/hackoregon-aws-infrastructure

Hackoregon AWS Infrastructure for 2017+

Primary LanguagePythonApache License 2.0Apache-2.0

HackOregon 2017-2019 - Infrastructure

A Set of YAML templates for deploying the HackOregon infrastructure on Amazon EC2 Container Service (Amazon ECS) with AWS CloudFormation. Based on the AWSLabs EC2 Container Service Reference Architecture and AWS' Paul Lewis' Fargate Reference Architecture.

Related Repositories

Overview

infrastructure-overview

The repository consists of a set of nested templates that deploy the following:

  • A tiered VPC with public and private subnets, spanning an AWS region.
  • A highly available ECS cluster deployed across two Availability Zones in an Auto Scaling group.
  • A pair of NAT gateways (one in each zone) to handle outbound traffic.
  • A variety of microservice and web front-end containers deployed as ECS services.
  • An Application Load Balancer (ALB) to the public subnets to handle inbound traffic to the load-balanced container duplicates.
  • ALB path-based routes for each ECS service to route the inbound traffic to the correct service.
  • Centralized container logging with Amazon CloudWatch Logs.

Infrastructure-as-Code

This set of templates can be used to create near-identical copies of the same stack (or to use as a foundation to start a new stack).
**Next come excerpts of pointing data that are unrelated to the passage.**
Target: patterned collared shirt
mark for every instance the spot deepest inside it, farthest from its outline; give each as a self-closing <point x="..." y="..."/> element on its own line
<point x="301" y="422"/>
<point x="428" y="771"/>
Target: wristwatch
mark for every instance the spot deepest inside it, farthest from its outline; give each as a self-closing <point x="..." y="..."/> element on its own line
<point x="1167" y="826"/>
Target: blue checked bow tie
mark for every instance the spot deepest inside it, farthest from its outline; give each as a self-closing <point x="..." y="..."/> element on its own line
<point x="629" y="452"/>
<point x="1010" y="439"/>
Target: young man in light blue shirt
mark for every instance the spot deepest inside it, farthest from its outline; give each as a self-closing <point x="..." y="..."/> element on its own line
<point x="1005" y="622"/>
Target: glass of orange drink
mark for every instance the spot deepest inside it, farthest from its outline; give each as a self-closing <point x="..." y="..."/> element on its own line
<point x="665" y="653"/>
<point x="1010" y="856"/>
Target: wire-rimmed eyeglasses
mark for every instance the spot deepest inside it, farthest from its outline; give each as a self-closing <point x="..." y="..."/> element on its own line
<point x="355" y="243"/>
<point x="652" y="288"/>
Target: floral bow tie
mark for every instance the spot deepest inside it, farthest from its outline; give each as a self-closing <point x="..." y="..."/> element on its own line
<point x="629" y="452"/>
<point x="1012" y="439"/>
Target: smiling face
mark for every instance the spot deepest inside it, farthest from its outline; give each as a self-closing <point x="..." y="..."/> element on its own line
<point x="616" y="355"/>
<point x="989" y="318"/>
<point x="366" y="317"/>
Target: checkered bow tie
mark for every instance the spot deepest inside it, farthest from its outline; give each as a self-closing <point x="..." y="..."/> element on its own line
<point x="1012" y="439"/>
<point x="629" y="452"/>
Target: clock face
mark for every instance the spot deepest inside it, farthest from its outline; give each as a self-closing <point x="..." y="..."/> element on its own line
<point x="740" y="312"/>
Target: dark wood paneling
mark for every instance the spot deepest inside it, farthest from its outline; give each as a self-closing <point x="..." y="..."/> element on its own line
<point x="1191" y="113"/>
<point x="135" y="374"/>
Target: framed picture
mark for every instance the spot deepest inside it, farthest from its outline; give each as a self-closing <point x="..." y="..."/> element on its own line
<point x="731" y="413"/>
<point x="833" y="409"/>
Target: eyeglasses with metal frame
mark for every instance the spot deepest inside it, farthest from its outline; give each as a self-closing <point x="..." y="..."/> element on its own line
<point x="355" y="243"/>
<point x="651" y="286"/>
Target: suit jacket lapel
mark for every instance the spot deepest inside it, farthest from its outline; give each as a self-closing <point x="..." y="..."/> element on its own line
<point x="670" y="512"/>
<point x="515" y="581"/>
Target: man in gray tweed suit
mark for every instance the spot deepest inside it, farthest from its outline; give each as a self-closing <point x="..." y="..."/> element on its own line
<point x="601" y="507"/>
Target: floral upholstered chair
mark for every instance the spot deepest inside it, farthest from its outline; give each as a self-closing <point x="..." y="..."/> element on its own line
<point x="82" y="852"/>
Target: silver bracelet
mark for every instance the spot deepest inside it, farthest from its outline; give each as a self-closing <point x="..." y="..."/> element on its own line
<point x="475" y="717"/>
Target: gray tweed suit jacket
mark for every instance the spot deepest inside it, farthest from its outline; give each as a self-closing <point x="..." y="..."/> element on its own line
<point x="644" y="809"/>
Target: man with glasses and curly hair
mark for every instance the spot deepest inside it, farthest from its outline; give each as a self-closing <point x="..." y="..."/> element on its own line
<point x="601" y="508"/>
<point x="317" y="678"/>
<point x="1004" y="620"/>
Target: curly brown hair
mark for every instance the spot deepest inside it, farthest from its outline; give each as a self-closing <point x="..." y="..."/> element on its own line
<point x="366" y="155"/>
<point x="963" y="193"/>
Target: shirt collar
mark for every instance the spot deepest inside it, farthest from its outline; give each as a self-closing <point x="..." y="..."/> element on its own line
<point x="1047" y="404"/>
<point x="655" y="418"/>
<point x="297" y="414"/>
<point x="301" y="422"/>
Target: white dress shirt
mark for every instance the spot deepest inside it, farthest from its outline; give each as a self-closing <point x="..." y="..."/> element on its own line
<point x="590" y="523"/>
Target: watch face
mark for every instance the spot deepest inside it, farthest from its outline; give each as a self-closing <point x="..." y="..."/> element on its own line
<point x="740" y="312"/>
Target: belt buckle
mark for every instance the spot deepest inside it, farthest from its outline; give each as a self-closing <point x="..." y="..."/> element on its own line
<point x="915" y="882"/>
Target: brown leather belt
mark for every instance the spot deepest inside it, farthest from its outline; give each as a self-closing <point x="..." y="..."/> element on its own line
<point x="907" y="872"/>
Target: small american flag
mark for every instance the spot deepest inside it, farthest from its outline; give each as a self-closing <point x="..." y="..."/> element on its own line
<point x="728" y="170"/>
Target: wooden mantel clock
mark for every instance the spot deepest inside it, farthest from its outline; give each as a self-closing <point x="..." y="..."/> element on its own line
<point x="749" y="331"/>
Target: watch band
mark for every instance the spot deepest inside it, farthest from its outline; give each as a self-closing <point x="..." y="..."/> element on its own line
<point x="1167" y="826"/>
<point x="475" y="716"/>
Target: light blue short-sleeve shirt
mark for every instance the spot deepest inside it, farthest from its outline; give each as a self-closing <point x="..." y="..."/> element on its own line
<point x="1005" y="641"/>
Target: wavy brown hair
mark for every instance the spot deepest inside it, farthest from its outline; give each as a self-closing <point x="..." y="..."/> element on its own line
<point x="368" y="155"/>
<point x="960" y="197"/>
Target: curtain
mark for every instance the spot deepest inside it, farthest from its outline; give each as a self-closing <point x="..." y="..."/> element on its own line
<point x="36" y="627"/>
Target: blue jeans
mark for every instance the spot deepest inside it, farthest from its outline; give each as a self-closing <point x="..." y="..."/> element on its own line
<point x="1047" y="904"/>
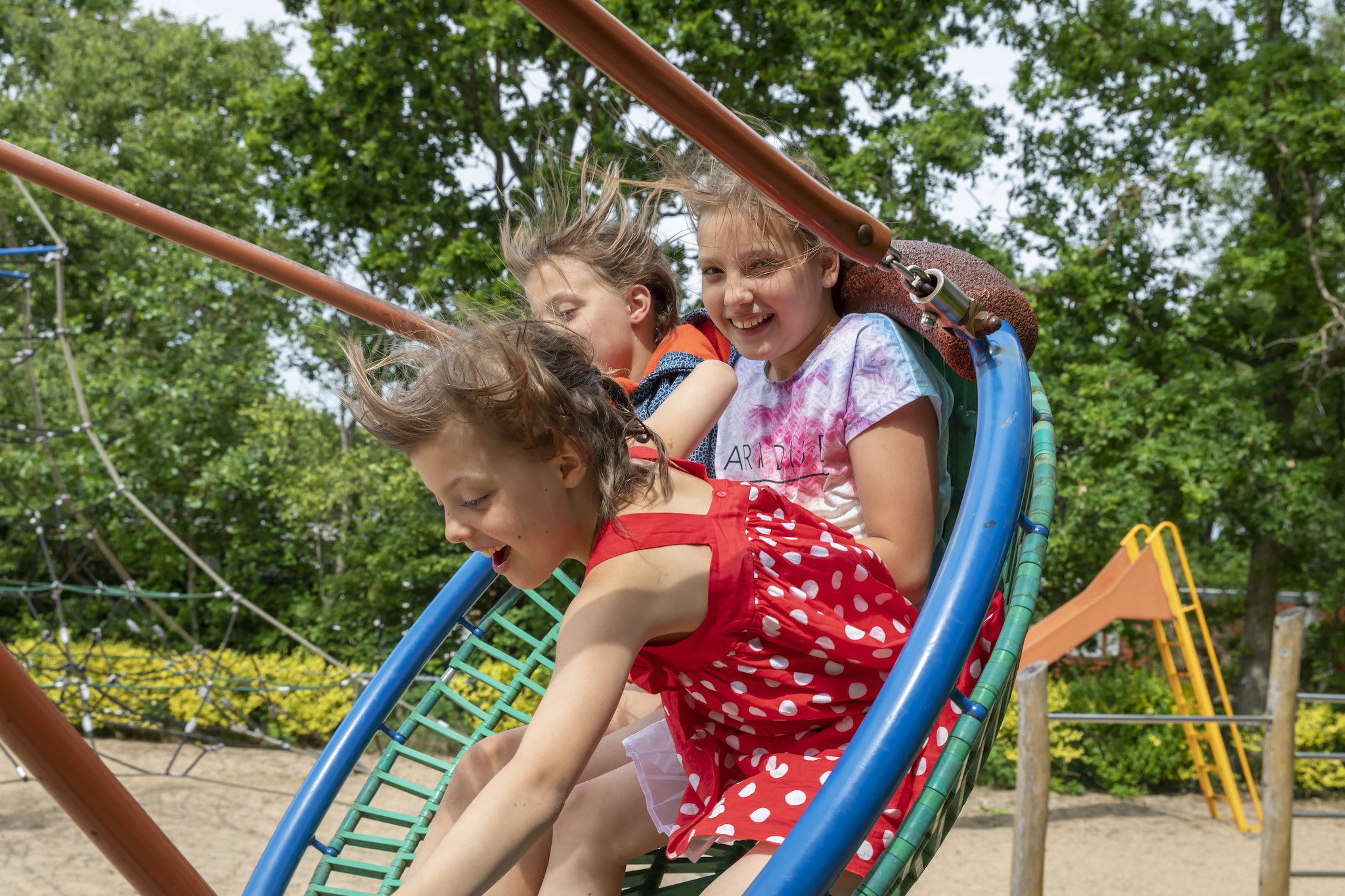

Master templates correspond to the following deployed clusters in Hack Oregon:

  1. master.yaml - the historical "hacko-integration" cluster that has been used as test/staging/production since Hack Oregon's 2017 project season.
  2. (Coming soon) master-staging.yaml - a dedicated staging environment for all 2017+ Hack Oregon projects. Looser access to developers, deploys from develop branch or equivalent in each project, limited resources to keep costs down.
  3. (Coming soon) master-production.yaml - a dedicated production environment for all 2017+ Hack Oregon projects. Restricted access to developers, only deploys from master branch in each project, production-grade resource allocation (greater number of load-balanced tasks, higher Cpu and Memory resource allocation).

Updating and Rollback

This CloudFormation stack not only handles the initial deployment of the HackOregon infrastructure and environments, but it can also manage the whole lifecycle, including future updates. During updates, you have fine-grained control and visibility over how changes are applied, using functionality such as change sets, rolling update policies and stack policies.

Template details

The templates below are included in this repository and reference architecture:

Template Description
master.yaml This is the master template - deploy it to CloudFormation and it includes all of the others automatically.
infrastructure/vpc.yaml This template deploys a VPC with a pair of public and private subnets spread across two Availability Zones. It deploys an Internet gateway, with a default route on the public subnets. It deploys a pair of NAT gateways (one in each zone), and default routes for them in the private subnets.
infrastructure/security-groups.yaml This template contains the security groups required by the entire stack. They are created in a separate nested template, so that they can be referenced by all of the other nested templates.
infrastructure/load-balancers.yaml This template deploys an ALB to the public subnets, which exposes the various ECS services. It is created in in a separate nested template, so that it can be referenced by all of the other nested templates and so that the various ECS services can register with it.
infrastructure/ecs-cluster.yaml This template deploys an ECS cluster to the private subnets using an Auto Scaling group.
infrastructure/rds.yaml This is an example of how to deploy RDS postgres service on AWS. We can do a Single or Multiple AZ deploy.
infrastructure/ec2-instance.yaml Example of how to deploy the ec2 instances into the private subnet. The master.yaml template has examples for a bastion host and postgres db servers based on hackoregon db AMIs.
services/homelesss-service/service.yaml This is an example of the long-running Django DRF ECS service that serves a JSON API for the homelessness project. For the full source for the service, see HackOregon Back End Service Pattern.
services/endpoint-service/service.yaml This is an example of a long-running Nginx ECS service that provides a static catalog of available services via the load-balanced URL. For the full source for this service, see HackOregon Endpoint Service Catalog.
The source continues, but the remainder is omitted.